WHO recently updated the treatment guidelines for gonorrhea to address emerging resistance. The new WHO guidelines do not recommend quinolones (a class of antibiotics) for the treatment of gonorrhea due to widespread high levels of resistance. In addition, treatment guidelines for chlamydial infections and syphilis were also updated. Resistance to first-line drugs to treat infections caused by Staphylococcus aureus—a common cause of severe infections in health facilities and the community—is widespread. People with MRSA (methicillin-resistant Staphylococcus aureus) are estimated to be 64% more likely to die than people with a non-resistant form of the infection.

Colistin is the last resort treatment for life-threatening infections caused by Enterobacteriaceae which are resistant to carbapenems. Resistance to colistin has recently been detected in several countries and regions, making infections caused by such bacteria untreatable.

As of July 2016, resistance to the first-line treatment for P. falciparum malaria (artemisinin-based combination therapies, also known as ACTs) has been confirmed in 5 countries of the Greater Mekong subregion (Cambodia, the Lao People’s Democratic Republic, Myanmar, Thailand, and Viet Nam). In most places, patients with artemisinin-resistant infections recover fully after treatment, provided that they are treated with an ACT containing an effective partner drug.

However, along the Cambodia-Thailand border, P. falciparum has become resistant to almost all available antimalarial medicines, making treatment more challenging and requiring close monitoring. There is a real risk that multidrug resistance will soon emerge in other parts of the subregion as well. The spread of resistant strains to other parts of the world could pose a major public health challenge and jeopardize important recent gains in malaria control.

A "WHO Strategy for Malaria Elimination in the Greater Mekong subregion (2015-2030)" was endorsed by all 5 countries, as well as China.

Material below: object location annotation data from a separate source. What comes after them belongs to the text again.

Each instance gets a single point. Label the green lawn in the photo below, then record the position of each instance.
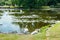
(54, 32)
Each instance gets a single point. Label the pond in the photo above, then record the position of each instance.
(21, 21)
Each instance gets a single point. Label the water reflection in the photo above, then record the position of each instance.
(6, 24)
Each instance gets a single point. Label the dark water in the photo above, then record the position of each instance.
(16, 21)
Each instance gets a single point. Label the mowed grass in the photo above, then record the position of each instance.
(54, 32)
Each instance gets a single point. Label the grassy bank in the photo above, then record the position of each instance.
(40, 36)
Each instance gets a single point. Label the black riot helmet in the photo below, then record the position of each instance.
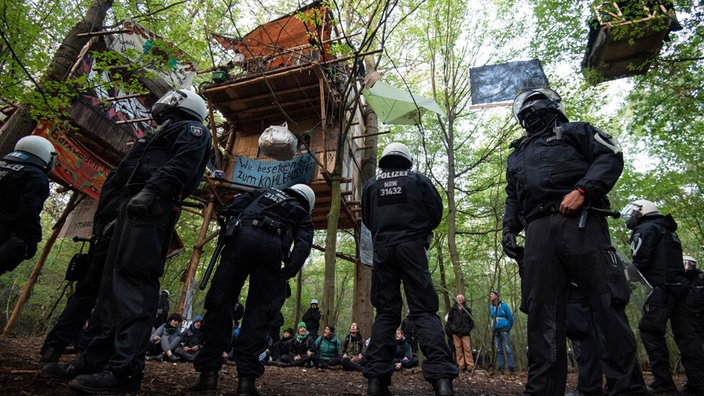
(535, 109)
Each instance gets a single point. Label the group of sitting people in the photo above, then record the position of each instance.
(299, 348)
(169, 343)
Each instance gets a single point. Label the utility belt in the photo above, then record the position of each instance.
(267, 224)
(543, 210)
(669, 284)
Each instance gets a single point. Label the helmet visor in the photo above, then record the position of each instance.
(629, 211)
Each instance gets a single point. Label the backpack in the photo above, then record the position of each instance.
(695, 298)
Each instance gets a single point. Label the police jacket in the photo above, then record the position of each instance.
(170, 161)
(24, 186)
(547, 165)
(400, 205)
(657, 251)
(460, 321)
(296, 225)
(695, 298)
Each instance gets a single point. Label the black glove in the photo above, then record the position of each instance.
(145, 203)
(13, 252)
(511, 248)
(288, 272)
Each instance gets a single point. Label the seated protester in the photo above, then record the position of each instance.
(165, 338)
(302, 347)
(281, 350)
(191, 341)
(328, 349)
(403, 358)
(348, 364)
(353, 344)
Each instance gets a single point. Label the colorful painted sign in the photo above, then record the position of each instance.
(275, 174)
(76, 166)
(176, 67)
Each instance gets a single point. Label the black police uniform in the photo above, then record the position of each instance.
(79, 306)
(580, 330)
(544, 167)
(25, 187)
(170, 162)
(695, 299)
(401, 208)
(657, 253)
(268, 221)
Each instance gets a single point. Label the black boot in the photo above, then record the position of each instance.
(106, 382)
(49, 355)
(246, 387)
(443, 387)
(207, 382)
(378, 387)
(68, 370)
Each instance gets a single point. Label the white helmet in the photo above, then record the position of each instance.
(632, 213)
(535, 99)
(690, 263)
(40, 148)
(396, 154)
(305, 192)
(184, 100)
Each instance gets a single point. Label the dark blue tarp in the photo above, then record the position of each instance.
(502, 82)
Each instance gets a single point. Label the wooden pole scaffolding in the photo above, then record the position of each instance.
(189, 281)
(73, 201)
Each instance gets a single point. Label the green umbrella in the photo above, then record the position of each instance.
(396, 106)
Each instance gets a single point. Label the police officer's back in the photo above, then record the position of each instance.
(401, 208)
(261, 229)
(25, 187)
(657, 253)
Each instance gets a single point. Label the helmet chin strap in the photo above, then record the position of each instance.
(537, 123)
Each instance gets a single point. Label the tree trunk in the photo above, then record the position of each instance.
(362, 310)
(21, 123)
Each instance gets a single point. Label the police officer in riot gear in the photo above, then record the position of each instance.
(69, 327)
(401, 208)
(160, 170)
(25, 187)
(557, 171)
(695, 298)
(657, 253)
(264, 224)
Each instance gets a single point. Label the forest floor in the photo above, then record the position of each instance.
(20, 375)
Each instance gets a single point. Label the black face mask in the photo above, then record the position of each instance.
(633, 221)
(537, 121)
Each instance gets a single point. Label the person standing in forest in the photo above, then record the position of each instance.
(269, 227)
(401, 208)
(501, 319)
(657, 253)
(25, 186)
(69, 328)
(461, 323)
(159, 171)
(558, 176)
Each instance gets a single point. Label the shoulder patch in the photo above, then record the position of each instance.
(197, 131)
(606, 140)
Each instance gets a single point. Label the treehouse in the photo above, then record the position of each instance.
(283, 78)
(625, 36)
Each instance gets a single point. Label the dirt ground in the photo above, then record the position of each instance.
(20, 375)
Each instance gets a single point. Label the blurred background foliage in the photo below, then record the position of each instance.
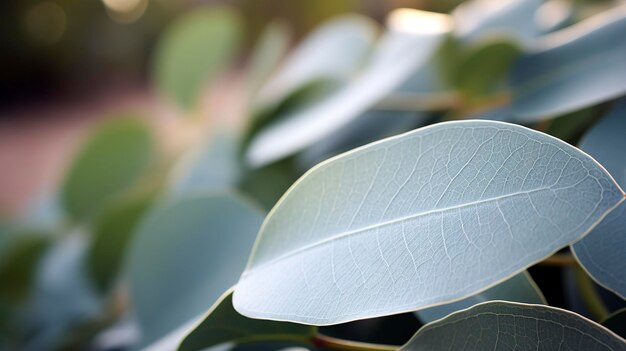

In 2010, an estimated 7% of people starting antiretroviral therapy (ART) in developing countries had drug-resistant HIV. In developed countries, the same figure was 10–20%. Some countries have recently reported levels at or above 15% amongst those starting HIV treatment, and up to 40% among people re-starting treatment. This requires urgent attention.

Increasing levels of resistance have important economic implications as second and third-line regimens are 3 times and 18 times more expensive, respectively, than first-line drugs.

Since September 2015, WHO has recommended that everyone living with HIV start on antiretroviral treatment. Greater use of ART is expected to further increase ART resistance in all regions of the world. To maximize the long-term effectiveness of first-line ART regimens, and to ensure that people are taking the most effective regimen, it is essential to continue monitoring resistance and to minimize its further emergence and spread. In consultation with countries, partners, and stakeholders, WHO is currently developing a new Global Action Plan for HIV Drug Resistance (2017-2021).

Antiviral drugs are important for the treatment of epidemic and pandemic influenza.

So far, virtually all influenza A viruses circulating in humans were resistant to one category of antiviral drugs – M2 Inhibitors (amantadine and rimantadine). However, the frequency of resistance to the neuraminidase inhibitor oseltamivir remains low (1-2%). Antiviral susceptibility is constantly monitored through the WHO Global Influenza Surveillance and Response System.